En l’absence d’une institution nationale garantissant la commercialisation transparente de la production, les spéculateurs exploitent ce vide en achetant à bas prix et en revendant à un tarif élevé. « Les spéculateurs achètent nos productions au tonnage, sans préciser le prix. Ils attendent que les marchandises s’assèchent. Puis, ils achètent comme étant de deuxième ou troisième choix alors qu’ils savent qu’il s’agit de premier choix, forçant le producteur à vendre à des prix ne couvrant pas ses dépenses, sans marge bénéficiaire satisfaisante », affirme-t-il.
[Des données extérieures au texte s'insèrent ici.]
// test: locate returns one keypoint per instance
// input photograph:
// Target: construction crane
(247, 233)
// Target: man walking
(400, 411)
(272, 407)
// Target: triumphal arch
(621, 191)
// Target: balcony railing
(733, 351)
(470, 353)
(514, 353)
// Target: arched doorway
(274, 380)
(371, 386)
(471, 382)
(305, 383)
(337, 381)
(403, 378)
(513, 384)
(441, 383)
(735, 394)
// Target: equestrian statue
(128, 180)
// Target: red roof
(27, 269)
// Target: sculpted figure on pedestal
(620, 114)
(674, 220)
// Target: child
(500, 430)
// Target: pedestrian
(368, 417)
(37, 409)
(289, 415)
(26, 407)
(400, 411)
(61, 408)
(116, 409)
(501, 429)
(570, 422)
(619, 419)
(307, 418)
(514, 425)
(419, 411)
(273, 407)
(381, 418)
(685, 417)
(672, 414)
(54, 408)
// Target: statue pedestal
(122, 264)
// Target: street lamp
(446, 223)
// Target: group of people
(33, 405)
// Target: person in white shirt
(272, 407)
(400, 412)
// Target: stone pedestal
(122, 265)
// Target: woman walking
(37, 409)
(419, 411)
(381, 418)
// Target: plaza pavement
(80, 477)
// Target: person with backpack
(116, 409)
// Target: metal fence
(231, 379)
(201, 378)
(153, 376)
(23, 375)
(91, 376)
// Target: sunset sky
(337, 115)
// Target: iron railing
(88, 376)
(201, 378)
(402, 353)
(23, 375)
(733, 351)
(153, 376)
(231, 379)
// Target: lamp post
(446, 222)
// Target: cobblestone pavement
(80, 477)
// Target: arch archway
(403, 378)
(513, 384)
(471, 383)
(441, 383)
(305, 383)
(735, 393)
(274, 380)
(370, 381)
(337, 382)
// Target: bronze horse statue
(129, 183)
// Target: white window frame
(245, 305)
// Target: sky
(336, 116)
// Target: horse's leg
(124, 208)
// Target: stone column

Majdi évoque l’augmentation des coûts de production, rappelant les mesures nécessaires pour protéger sa production contre les conditions climatiques et le charançon rouge. « La filière n’est plus rentable comme auparavant.

Il est essentiel de soutenir les petits agriculteurs, garantir l’accès à l’eau d’irrigation, multiplier les unités de vente directe pour limiter les intermédiaires, et surtout créer une institution pour réguler la filière.

L’ensemble des grandes filières agricoles possède un office national, comme l’office national de l’huile et des agrumes. Pourquoi n’avons-nous pas d’office national des dattes ? Pourquoi cette demande reste-t-elle ignorée à chaque fois ? Pourquoi ce blocage ? », s’interroge-t-il, exaspéré.

Tout ceci montre les nombreuses défaillances que soulèvent Majdi et d’autres participants à cet événement ; des problèmes pourtant accompagnés de solutions réalisables.

La création d’un office national des dattes permettrait de réglementer et de bien gérer la production, tout en soutenant les agriculteurs et en examinant chaque dossier de la filière… Assurer la transparence à chaque étape et mettre en place des plans d’action pour résoudre durablement les problèmes de la chaîne de production et de commercialisation est le souhait des maîtres des oasis.